- Based on: Ripley's Believe It or Not!
- Written by: Ben Kagen; Bill Alley; Sam Cauter;
- Directed by: Harry Herrmann; Richard Goode;
- Presented by: Robert Ripley; Bugs Baer; Robert St. John;
- Country of origin: United States
- Original language: English

Original release
- Network: NBC
- Release: March 1, 1949 – October 15, 1950

Related
- Ripley's Believe It or Not! television series

= Ripley's Believe It or Not (1949 TV series) =

American TV series (1949–1950)

Ripley's Believe It or Not is an American television series that was broadcast on NBC from March 1, 1949, through October 5, 1950.

==Format==
Ripley's Believe It or Not was an adaptation of the radio program Believe It or Not, which was broadcast in various iterations on four networks from April 14, 1930, through September 3, 1948. Episodes of the TV program initially featured dramatizations of content of Robert Ripley's syndicated Believe It or Not newspaper comic feature. Each early episode featured a live reenactment of an almost unbelievable incident along with films that Ripley took during his travels.

Ripley was the host until his death on May 27, 1949. Bugs Baer was the host on the May 31, 1949, episode. Robert St. John later became the permanent host. Ming and Ling, "The Chinese Hillbillies", appeared on episodes along with Peggy Corday and Fritz De Wilde. Guests on the program included Charles Velo, who set an endurance record of riding a bicycle for 85 hours and 12 minutes. The premiere episode featured Kuda Bux riding in a bicycle race while he was blinded by having "putty, lead foil, cotton, and yards of bandages" over his eyes. Highlights of other episodes included the story behind "Taps", the bugle call played at military funerals.

Beginning January 4, 1950, the format shifted to presentation of "mystery and horror yarns said to be based on authentic records". Episodes broadcast in the revised format included "Murder in Duplicate" (January 25, 1950) and "The Dead Will Speak" (September 12, 1950).

==Production==
Douglas Storer was the packager. Producers included Richard Hurdle, Roger Muir, and Harry Herrmann. Directors included Herrmann and Richard Goode. Writers included Ben Kagen, Bill Alley, and Sam Cauter. Sponsors included Motorola and Ballantine Beer. The program originated from WNBT.

The program was initially broadcast on Tuesdays from 9:30 to 10 p.m. Eastern Time. It was moved to Wednesdays from 10 to 10:30 p.m. E. T. in July 1949, and it remained in that slot through September 1949. In October and November 1949 it appeared at various times. In January 1950 it was moved to Wednesdays from 8 to 8:30 p.m. E. T.; during May 1950 it was seen on Thursdays from 8 to 8:30 p.m. E. T. When it was canceled, it was replaced by The Peter Lind Hayes Show.

==Critical response==
A review in the trade publication Variety said that in the premiere episode Ripley was "pretty wooden" and "plenty uncomfortable". It added that the episode had too many segments, which resulted in diminished treatment of each element. Some of Ripley's explanations, the review said, "were sketchy and incomplete". Overall, the review indicated that much needed to be done to improve the program.

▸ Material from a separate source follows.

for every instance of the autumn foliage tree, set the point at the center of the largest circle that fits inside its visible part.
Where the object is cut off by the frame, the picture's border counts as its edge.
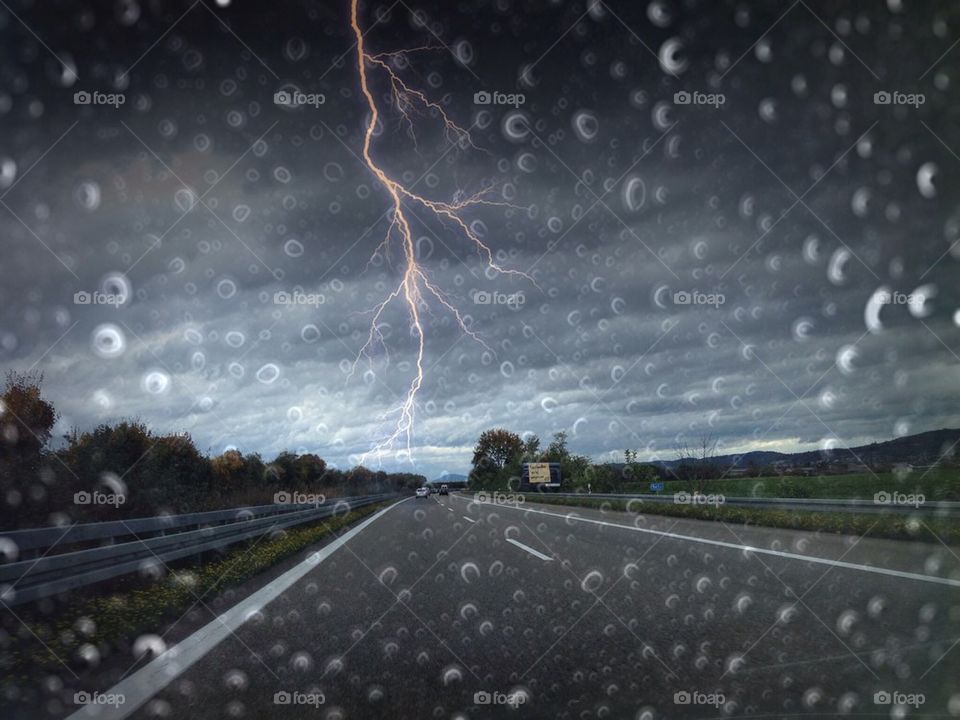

A review of the January 25, 1950, episode in the trade publication Billboard complimented the acting, direction, and camera work, although it noted one "grisly bit which might well have been omitted by imaginative direction."

==Audience measurement experiment==
The August 24, 1949, episode of Ripley's Believe It or Not was used by Schwerin Research Corporation and NBC as the first in a series of tests related to TV programs. The trade publication Variety reported, "the system is claimed to give prospective sponsors a method to test program ideas in advance and current sponsors a way of testing effectiveness of their shows and commercials." Prior to the episode's broadcast, 2,000 New York City residents who owned TV sets received ballots to be used in the survey. A "split-signal system" made small numbers on the screen visible only to viewers in New York City, so that the numbers on the screen would "cue viewers when to note their reactions". Another component of the project had 300 people in a studio viewing a kinescope of the program.